The larger impact on the Galileo signals, empirically demonstrated by means of simulations, can be explained as basically due to the BOC structure of the Galileo OS signal, that turn out to be more sensitive to the NSC within the stages of the receiver signal processing.
A comparison of the impact of the NSC with respect to the impact of a pure CW signal is also provided, showing how when a pure CW is present, Galileo is less sensitive to its presence with respect to the GPS. This result is mainly due to the distribution of the power over a larger number of spectral components, in case of Galileo. This effect does not happen in the case of the NSC, where due to the presence in the spectrum of several Sinc(f) components causes, as a final result, a larger bias.
Additional results will be presented in the full paper in order to complement the investigation, by analyzing the impact of the correlator spacing and of the front-end bandwidth on the performance.
References
[1] Global Positioning System Directorate, System Engineering and Integration, Interface Specification, NAVSTAR GPS Space Segment / Navigation User Segment Interfaces, IS-GPS-200 Rev. H, IRN003, July 28, 2016. Available at: http://www.gps.gov/technical/icwg/IRN-IS-200H-001+002+003_rollup.pdf
[2] F. Dovis et al. “Anomalous GPS Signals from SVN49”, GPS World July 2017. Available at: http://gpsworld.com/anomalous-gps-signals-reported-from-svn49/
[3] E. Gakstatter. “ESRI Conference and SVN-49 Troubles”, GPS World July 2009.

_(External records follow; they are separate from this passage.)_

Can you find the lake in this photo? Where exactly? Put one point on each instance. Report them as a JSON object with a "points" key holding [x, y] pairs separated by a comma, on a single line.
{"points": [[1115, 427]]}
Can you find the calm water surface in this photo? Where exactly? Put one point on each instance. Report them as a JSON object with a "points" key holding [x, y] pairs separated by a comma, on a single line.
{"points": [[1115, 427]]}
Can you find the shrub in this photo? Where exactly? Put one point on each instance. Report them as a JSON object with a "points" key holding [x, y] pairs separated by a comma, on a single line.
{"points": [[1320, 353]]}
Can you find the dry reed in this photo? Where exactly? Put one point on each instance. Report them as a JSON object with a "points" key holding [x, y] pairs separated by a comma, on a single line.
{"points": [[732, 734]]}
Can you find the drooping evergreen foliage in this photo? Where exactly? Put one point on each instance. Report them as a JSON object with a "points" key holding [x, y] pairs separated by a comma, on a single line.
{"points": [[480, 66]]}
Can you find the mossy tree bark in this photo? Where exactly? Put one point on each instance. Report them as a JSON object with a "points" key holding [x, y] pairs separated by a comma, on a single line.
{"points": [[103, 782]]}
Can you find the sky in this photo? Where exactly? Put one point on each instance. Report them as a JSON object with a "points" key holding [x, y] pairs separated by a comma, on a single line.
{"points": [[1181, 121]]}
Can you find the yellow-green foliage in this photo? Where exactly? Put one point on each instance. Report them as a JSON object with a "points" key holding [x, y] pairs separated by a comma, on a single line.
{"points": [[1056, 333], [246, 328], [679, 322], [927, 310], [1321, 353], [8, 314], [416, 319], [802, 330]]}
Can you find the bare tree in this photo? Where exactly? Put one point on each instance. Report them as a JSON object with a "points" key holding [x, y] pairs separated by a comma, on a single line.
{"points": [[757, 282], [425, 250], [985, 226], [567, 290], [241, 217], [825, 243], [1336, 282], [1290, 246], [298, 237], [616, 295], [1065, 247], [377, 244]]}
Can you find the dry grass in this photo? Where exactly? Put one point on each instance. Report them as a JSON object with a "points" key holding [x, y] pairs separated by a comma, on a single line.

[4] T. Springer, and F. Dilssner. "SVN49 and other GPS anomalies." Inside GNSS2009 (2009): 32-36.
[5] R. B. Langley. “Expert Advice: Cause Identified for Pseudorange Error from New GPS Satellite SVN-49” GPS World (2009): 8-12.
[6] GPS World staff. “SNV49 Off the Air?”, GPS World March 2013.
[7] GPS navigation Center, https://www.navcen.uscg.gov/?pageName=gpsAlmanacs
[8] Z. Zhu, S. Gunawardena, M. Uijt de Haag, F. van Graas and M. Braasch, “GNSS Watch Dog: A GPS Anomalous Event Monitor”, Inside GNSS, Vol. 3, No. 7, Fall 2008, pp. 18–28.
[9] Z. Zhu, S. Gunawardena, M. Uijt de Haag and F. van Graas, “Satellite Anomaly and Interference Detection Using the GPS Anomalous Event Monitor”, in Proc. of the 63rd Annual Meeting of The Institute of Navigation, Cambridge, Massachusetts, April 23–25, 2007, pp. 389–396.
[10] Ouzeau, C., Macabiau, C., Roturier, B., and Mabilleau, M. “Performance of multicorrelators GNSS interference detection algorithms for Civil Aviation”  ION NTM 2008, National Technical Meeting of The Institute of Navigation.
[11] Motella B., Savasta S., Margaria D., Dovis F. “A method to assess robustness of GPS C/A code in presence of CW interferences”, International Journal Of Navigation And Observation, vol. 2010, pp. 1-8. ISSN 1687-5990.
[12] Fabio Dovis (editor), GNSS Interference Threats and Countermeasures, Artech House (2015).
[13] European GNSS (Galileo) Open Service. Signal-In-Space Interface Control Document. OS SIS ICD, Issue 1.3, Dec. 2016.
[14] B. Motella, S. Savasta, D. Margaria and F. Dovis, "Method for Assessing the Interference Impact on GNSS Receivers," in IEEE Transactions on Aerospace and Electronic Systems, vol. 47, no. 2, pp. 1416-1432, April 2011.